Zweckoptimismus Nur dank zweier Strafstöße stehen die Deutschen im Viertelfinale gegen Dänemark. Bundestrainerin Steffi Jones redet die harmlose Offensive schön

Astreiner Schuss: Dzsenifer Marozsán trifft aus der Lieblingsdistanz der deutschen Elf zum 2:0 gegen Russland Foto: dpa

Aus Utrecht Frank Hellmann

Launisch wie das Wetter in den Niederlanden hat sich das deutsche Team bislang bei dieser Europameisterschaft präsentiert. Eigenartig nur: Nach dem dritten Gruppenspiel gegen Russland (2:0) ist Steffi Jones der personifizierte Sonnenschein. Strahlend und glücklich. „Nervenaufreibend in positivem Sinne“ sei es gewesen, sagte die Bundestrainerin. Sie wirkte dabei so tiefenentspannt wie ihre Lieblings-Comicfigur Charlie Brown, den kleine Pannen gar nicht aus der Bahn zu werfen vermögen.

„Bis auf die Torabschlüsse bin ich mit dem Sieg zufrieden. Es war eine große Leistung, was Laufbereitschaft und Wille angeht.“ Und dann setzte die stets positive Denkende noch einen drauf: „Wir haben wieder eine Steigerung gesehen.

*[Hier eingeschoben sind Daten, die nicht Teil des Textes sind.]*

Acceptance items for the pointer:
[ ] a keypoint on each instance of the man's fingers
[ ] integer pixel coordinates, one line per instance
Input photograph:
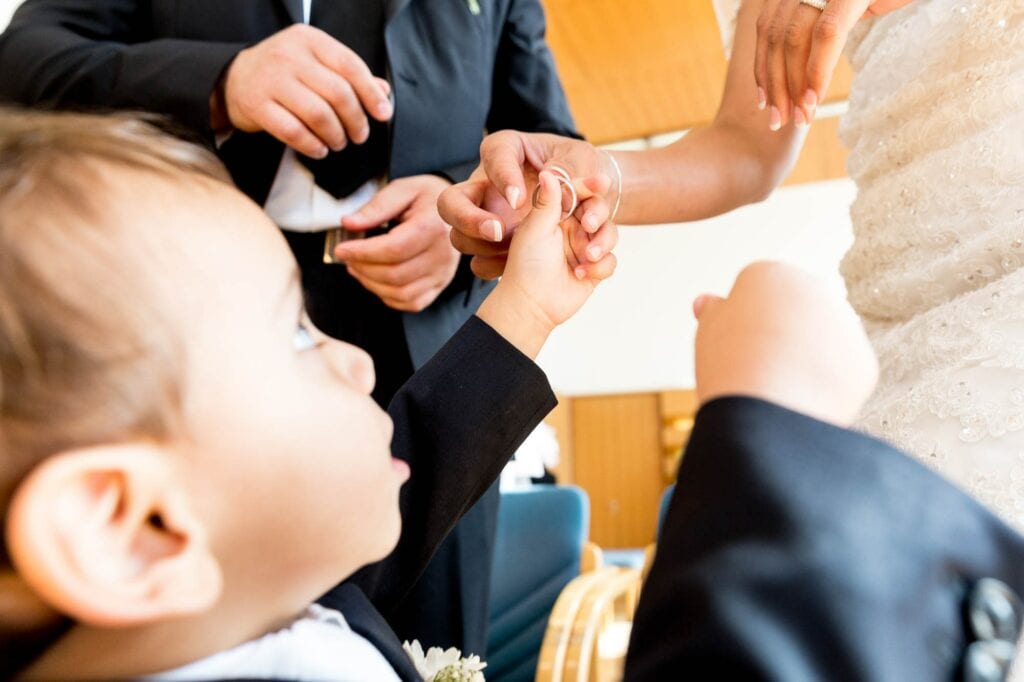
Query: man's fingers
(602, 269)
(593, 213)
(502, 157)
(591, 248)
(827, 41)
(339, 94)
(397, 274)
(475, 247)
(281, 123)
(761, 51)
(412, 297)
(314, 113)
(402, 243)
(460, 207)
(798, 46)
(488, 267)
(777, 86)
(548, 203)
(344, 61)
(392, 200)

Der Knoten platzt, die Maschinerie ist jetzt ins Rollen gekommen.“ Den 6.458 Stadionbesucher in Utrecht ist das vermutlich gar nicht aufgefallen. Drängte sich doch der Eindruck auf, dass der achtfache Europameister für die Titelverteidigung noch viel, viel besser werden muss, und außer im Tor gilt das für alle Mannschaftsteile. Insofern forderte die 44-Jährige mit ihren Feststellungen im Stadion Galgenwaard geradezu Widerspruch heraus.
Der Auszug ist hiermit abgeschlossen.